Why Consistency and Availability Cannot Always Coexist
by Eric Hanson, Backend Developer at Clean Systems Consulting
The Problem With "Just Make It Consistent"
You're designing a flash sale system. Inventory is limited — 500 units. Your product manager says: "We can't oversell. Make sure we never sell more than we have." Simple enough. You implement a check-then-decrement:
BEGIN;
SELECT stock FROM inventory WHERE product_id = ? FOR UPDATE;
-- If stock > 0, decrement and create order
UPDATE inventory SET stock = stock - 1 WHERE product_id = ?;
COMMIT;
This works correctly with a single database and serializable transactions. Now add a read replica for performance. The SELECT may be routed to the replica, which may be 50-200ms behind the primary. A user reads stock = 5 on the replica and proceeds to order. Between that read and the write, nine other users did the same thing. You've oversold.
This is not a bug in your application logic. It's a consequence of choosing availability (route reads to replicas for throughput) over consistency (ensure every read sees the most recent write).
The Fundamental Tradeoff
Consistency — in the distributed systems sense — means all nodes see the same data at the same time. A read on any node returns the value of the most recent write, regardless of which node that write went to.
Availability means the system responds to every request, even under failure conditions or network partitions.
In a single-node system, you can have both. In a distributed system — a database with replicas, a partitioned cluster, any system where data lives on more than one machine — you cannot unconditionally guarantee both. This is the substance of the CAP Theorem, which we'll treat as established context here.
The practical consequence: choosing to use a read replica, a distributed cache, or a geographically distributed database means accepting that some reads may not reflect the latest writes. This is a deliberate tradeoff, not a bug to be fixed.
The Consistency Models in Practice
Strong consistency (linearizability): Every read returns the result of the most recent write. Achieved with single-node writes, synchronous replication, or consensus protocols (Raft, Paxos). The cost: higher write latency (you wait for quorum acknowledgment) and reduced availability under partition (you cannot accept writes if you can't confirm them with enough nodes).
CockroachDB and Google Spanner provide strong consistency in distributed databases using Raft and TrueTime respectively. They are appropriate when correctness is non-negotiable and you're willing to accept the associated latency and complexity.
Eventual consistency: All nodes will eventually converge to the same value. Reads may return stale data during the convergence window. The cost: your application must handle the possibility that two reads of the same data in quick succession may return different values.
Most replicated databases (MySQL with async replication, PostgreSQL streaming replication in default configuration, DynamoDB with eventual consistency reads) are eventually consistent. This is the right choice for the majority of use cases — user profile reads, product catalog, content feeds — where a small window of staleness is acceptable.

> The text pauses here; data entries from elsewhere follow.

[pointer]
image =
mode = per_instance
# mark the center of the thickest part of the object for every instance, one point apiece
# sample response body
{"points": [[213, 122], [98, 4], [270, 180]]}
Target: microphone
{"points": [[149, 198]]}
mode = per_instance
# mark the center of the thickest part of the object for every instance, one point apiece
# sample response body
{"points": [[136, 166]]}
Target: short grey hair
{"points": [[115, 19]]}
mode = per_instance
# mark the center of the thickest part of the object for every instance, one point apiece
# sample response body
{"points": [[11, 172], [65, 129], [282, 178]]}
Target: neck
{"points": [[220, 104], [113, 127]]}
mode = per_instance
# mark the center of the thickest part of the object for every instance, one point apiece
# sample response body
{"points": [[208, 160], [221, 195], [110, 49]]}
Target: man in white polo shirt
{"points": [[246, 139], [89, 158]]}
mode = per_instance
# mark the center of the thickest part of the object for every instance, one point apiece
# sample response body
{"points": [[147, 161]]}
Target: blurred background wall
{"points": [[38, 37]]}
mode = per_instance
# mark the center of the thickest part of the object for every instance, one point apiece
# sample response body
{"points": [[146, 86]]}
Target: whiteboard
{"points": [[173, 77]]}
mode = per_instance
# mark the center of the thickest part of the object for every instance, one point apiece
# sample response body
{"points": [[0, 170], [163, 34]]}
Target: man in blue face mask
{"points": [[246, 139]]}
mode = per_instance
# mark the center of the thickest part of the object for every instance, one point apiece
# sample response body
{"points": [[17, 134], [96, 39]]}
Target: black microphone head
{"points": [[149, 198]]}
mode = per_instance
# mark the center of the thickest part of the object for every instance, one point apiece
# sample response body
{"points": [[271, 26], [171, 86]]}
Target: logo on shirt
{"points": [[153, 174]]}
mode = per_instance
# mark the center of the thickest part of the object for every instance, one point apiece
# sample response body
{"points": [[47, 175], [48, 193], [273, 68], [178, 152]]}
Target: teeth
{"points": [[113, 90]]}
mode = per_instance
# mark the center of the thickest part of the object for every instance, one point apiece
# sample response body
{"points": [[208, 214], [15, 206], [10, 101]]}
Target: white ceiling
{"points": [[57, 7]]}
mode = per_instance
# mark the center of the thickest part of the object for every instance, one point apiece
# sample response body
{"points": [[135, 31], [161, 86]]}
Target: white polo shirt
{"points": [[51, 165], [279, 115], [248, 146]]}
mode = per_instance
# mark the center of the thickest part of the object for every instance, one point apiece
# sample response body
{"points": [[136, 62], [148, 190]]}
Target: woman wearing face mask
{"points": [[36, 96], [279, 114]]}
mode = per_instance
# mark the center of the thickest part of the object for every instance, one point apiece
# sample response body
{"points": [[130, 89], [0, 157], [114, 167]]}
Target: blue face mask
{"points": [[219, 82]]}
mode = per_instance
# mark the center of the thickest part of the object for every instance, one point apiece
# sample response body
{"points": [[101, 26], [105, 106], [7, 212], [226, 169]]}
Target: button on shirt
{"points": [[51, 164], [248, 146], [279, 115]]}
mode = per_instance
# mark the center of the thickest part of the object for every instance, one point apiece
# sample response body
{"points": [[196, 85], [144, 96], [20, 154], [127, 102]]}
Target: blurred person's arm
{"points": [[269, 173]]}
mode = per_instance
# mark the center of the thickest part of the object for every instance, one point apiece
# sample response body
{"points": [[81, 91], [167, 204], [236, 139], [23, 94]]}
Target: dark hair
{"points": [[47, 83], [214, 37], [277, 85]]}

Read-your-writes consistency: After a write, the writer is guaranteed to see that write on subsequent reads. Other readers may not. This is a weaker but often sufficient guarantee — most user-facing inconsistency complaints boil down to "I just saved something and it disappeared," which this consistency level addresses.
Achieved in practice by routing a user's reads to the primary immediately after a write (sticky session to primary, with a timeout), or using a monotonic read token that the database honors.
The Inventory Problem Solved
Back to the flash sale. The options:
Keep the check-and-decrement on the primary: Strong consistency, but you've given up the read scaling benefit of replicas for this path. Acceptable if inventory reads are a small fraction of total reads.
Optimistic locking: Include a version number in the inventory row. The decrement fails if the version has changed since the read. Retry. Under high contention, retry rates spike.
Pessimistic locking (SELECT FOR UPDATE): Serialize access to the row. Works for moderate contention; at very high concurrency, lock wait times become the bottleneck.
Redis atomic operations: Move inventory counters to Redis. Use DECRBY which is atomic and returns the new value. Flush to the database asynchronously. The Redis node is the single source of truth for the live inventory number — consistency is achieved by having one authoritative node.
The right answer depends on your scale, your contention level, and your tolerance for complexity. There is no universally correct solution — only tradeoffs with different properties.
The Practical Takeaway
For every piece of data in your system that requires correctness guarantees, explicitly decide: what consistency level is required, and what are you willing to sacrifice to achieve it? "We need it to be correct" is not a consistency level. "We need read-your-writes consistency and can tolerate 200ms of staleness for other readers" is a consistency level — and it's actionable. Write it down. It will determine which database features you use and how you structure your reads.